The size of animals is often reflected in their vocalizations. For example, larger animals have longer vocal tracts that produce lower-pitched sounds. A new study from the Max Planck Institute for Psycholinguistics (MPI) has investigated why harbor seals are an exception to this rule. 

The researchers confirmed that harbor seals do not always look the way they sound. These animals often sound larger, which may be motivated by a desire to get more attention from their mothers or to impress a rival. 

The experts wanted to know whether these animals are very good at learning sounds or if their vocal tracts have adapted to support their vocal flexibility.

“Acoustic allometry occurs when features of animal vocalizations can be predicted from body size measurements,” explained the study authors. “Despite this being considered the norm, allometry sometimes breaks, resulting in species sounding smaller or larger than expected for their size.” 

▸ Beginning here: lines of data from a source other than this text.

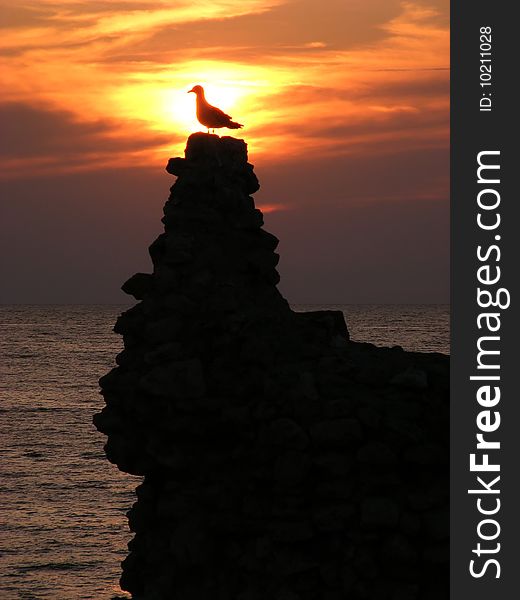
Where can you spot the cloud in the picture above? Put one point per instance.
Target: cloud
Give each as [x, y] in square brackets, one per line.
[35, 138]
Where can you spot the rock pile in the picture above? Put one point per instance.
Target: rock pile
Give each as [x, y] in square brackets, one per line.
[280, 460]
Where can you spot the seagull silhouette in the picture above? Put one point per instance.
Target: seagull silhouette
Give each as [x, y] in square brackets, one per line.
[211, 116]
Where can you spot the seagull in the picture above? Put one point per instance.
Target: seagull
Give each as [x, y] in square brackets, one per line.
[211, 116]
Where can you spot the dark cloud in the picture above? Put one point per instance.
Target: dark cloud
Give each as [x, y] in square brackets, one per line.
[360, 229]
[30, 132]
[338, 24]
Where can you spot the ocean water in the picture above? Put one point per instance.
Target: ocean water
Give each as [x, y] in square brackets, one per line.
[63, 529]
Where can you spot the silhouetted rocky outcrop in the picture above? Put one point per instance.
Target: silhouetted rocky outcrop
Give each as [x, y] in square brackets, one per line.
[280, 460]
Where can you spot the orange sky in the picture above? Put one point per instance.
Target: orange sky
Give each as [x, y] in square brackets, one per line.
[345, 76]
[354, 93]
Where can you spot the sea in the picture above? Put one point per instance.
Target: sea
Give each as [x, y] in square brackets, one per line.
[63, 527]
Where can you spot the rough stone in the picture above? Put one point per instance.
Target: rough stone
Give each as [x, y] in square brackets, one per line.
[280, 459]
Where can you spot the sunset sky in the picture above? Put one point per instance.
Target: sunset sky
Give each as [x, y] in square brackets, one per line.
[346, 112]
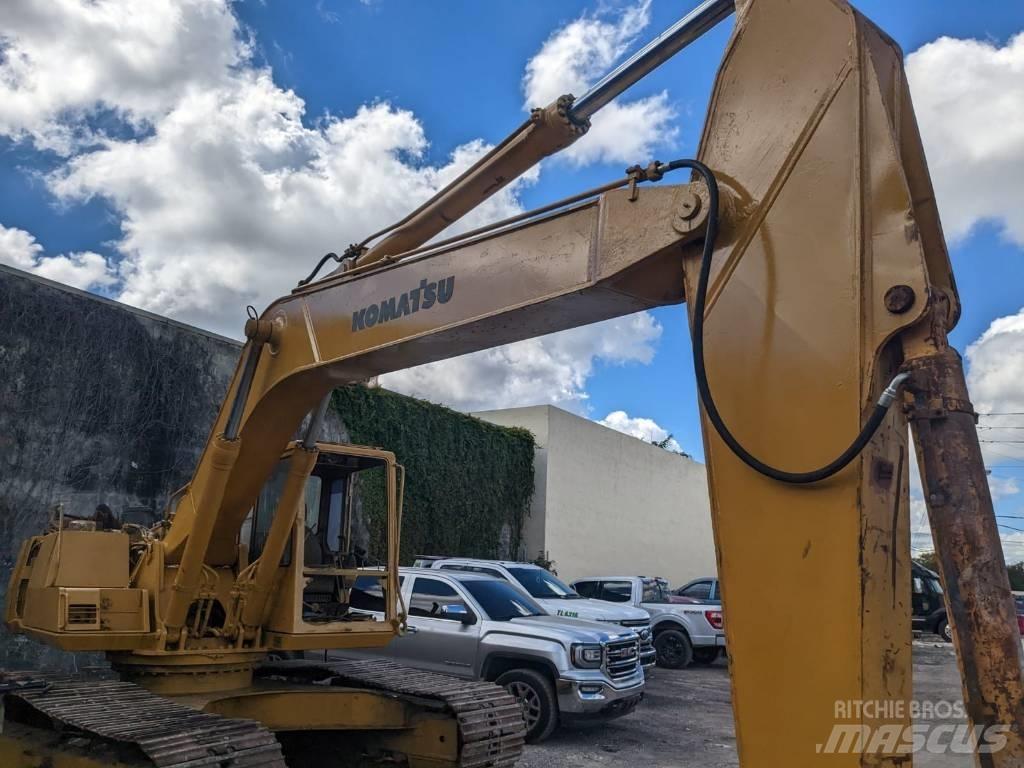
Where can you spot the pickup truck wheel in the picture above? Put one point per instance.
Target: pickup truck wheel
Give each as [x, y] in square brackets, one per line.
[674, 649]
[540, 707]
[705, 654]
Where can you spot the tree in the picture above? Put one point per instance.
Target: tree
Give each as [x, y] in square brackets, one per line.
[929, 559]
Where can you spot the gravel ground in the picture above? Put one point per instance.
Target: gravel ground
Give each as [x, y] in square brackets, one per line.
[686, 720]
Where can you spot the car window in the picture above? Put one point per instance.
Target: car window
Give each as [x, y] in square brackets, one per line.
[501, 601]
[698, 591]
[615, 592]
[369, 594]
[542, 585]
[654, 591]
[586, 589]
[430, 596]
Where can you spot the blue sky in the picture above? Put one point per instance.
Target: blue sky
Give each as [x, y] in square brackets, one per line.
[169, 185]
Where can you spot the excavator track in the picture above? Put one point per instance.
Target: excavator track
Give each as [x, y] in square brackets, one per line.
[167, 733]
[492, 728]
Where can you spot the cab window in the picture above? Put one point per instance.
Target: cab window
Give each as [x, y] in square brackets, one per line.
[430, 598]
[698, 591]
[586, 589]
[370, 593]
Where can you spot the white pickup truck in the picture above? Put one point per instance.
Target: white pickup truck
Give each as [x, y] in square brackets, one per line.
[684, 634]
[557, 598]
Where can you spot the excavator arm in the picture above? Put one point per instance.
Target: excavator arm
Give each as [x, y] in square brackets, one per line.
[809, 249]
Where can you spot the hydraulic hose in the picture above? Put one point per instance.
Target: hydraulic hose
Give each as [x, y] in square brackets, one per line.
[708, 400]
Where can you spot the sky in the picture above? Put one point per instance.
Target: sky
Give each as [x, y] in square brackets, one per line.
[194, 157]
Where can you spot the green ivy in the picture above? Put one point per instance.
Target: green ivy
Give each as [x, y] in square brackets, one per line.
[466, 480]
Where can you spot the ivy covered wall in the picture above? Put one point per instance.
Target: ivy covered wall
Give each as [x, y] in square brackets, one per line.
[468, 483]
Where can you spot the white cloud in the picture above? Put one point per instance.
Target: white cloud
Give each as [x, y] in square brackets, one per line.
[995, 370]
[970, 105]
[85, 269]
[232, 198]
[226, 193]
[647, 430]
[65, 60]
[572, 58]
[994, 376]
[547, 370]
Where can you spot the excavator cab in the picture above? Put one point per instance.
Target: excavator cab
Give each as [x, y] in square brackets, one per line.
[345, 526]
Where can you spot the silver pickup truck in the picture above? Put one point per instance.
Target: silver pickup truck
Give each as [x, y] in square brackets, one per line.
[480, 628]
[558, 598]
[684, 634]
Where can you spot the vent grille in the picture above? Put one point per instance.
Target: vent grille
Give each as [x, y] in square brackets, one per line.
[83, 613]
[23, 592]
[623, 658]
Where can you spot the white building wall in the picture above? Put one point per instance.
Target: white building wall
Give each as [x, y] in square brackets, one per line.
[605, 502]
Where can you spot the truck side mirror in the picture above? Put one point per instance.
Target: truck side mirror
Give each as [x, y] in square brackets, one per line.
[460, 613]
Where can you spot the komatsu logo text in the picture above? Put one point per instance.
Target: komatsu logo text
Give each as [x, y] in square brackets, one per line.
[423, 296]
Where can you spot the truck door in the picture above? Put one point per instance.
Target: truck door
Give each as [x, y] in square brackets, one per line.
[438, 639]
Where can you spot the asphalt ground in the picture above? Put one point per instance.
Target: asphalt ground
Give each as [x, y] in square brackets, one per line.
[686, 720]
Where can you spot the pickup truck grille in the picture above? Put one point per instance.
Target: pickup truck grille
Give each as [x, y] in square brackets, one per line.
[642, 628]
[623, 658]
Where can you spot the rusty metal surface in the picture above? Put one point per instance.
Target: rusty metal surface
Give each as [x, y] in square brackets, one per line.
[492, 729]
[967, 542]
[597, 260]
[170, 734]
[548, 130]
[804, 137]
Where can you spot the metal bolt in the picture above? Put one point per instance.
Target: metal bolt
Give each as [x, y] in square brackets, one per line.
[899, 299]
[689, 206]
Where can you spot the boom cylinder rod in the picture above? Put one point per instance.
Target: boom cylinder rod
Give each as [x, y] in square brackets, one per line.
[652, 55]
[967, 543]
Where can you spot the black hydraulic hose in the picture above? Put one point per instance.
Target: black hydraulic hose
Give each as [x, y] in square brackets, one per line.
[866, 431]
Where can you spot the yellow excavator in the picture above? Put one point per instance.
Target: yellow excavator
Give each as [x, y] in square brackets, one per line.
[806, 242]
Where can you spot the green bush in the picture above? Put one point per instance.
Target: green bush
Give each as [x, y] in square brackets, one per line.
[468, 483]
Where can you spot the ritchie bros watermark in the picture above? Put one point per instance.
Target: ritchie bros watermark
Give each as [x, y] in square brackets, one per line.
[929, 730]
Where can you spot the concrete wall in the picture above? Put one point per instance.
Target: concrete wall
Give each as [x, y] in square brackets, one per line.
[98, 402]
[608, 503]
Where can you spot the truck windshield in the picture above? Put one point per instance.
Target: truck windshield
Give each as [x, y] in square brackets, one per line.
[542, 585]
[500, 600]
[654, 591]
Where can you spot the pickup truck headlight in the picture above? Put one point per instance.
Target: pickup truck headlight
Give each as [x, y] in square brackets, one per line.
[588, 656]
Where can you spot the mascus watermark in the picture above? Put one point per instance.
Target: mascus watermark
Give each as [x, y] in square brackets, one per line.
[925, 735]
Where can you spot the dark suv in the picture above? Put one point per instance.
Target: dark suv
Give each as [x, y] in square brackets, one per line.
[928, 603]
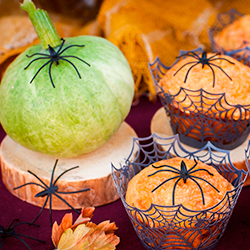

“A recent hypothesis suggests that allometry-breaking mammals cluster into two groups: those with anatomical adaptations to their vocal tracts and those capable of learning new sounds (vocal learners). Here, we tested which mechanism is used to escape from acoustic allometry by probing vocal tract allometry in a proven mammalian vocal learner, the harbor seal.”

To investigate, Koen de Reus and Andrea Ravignani of MPI collaborated with researchers from Sealcentre Pieterburen. The researchers measured the body sizes and vocal tracts of young harbor seals. The experts also reviewed harbor seal vocalizations that had been previously obtained. 

The researchers found that the length of vocal tracts matched the body sizes of the seals. Without an anatomical explanation, the experts concluded that the animals are using vocal learning to sound different from how they look. 

“Vocal learners will sound different from their body size, but the size of their vocal tracts will match their body size. The combined findings from acoustic and anatomical data may help us to identify more vocal learners,” explained de Reus. “Studying different vocal learners may help us to find the biological bases of vocal learning and shed light on the evolution of complex communication systems, such as speech.”

“The more we look, the more we see that seals have something to say about human speech capacities,” said Ravignani.

The study is published in the Journal of Experimental Biology.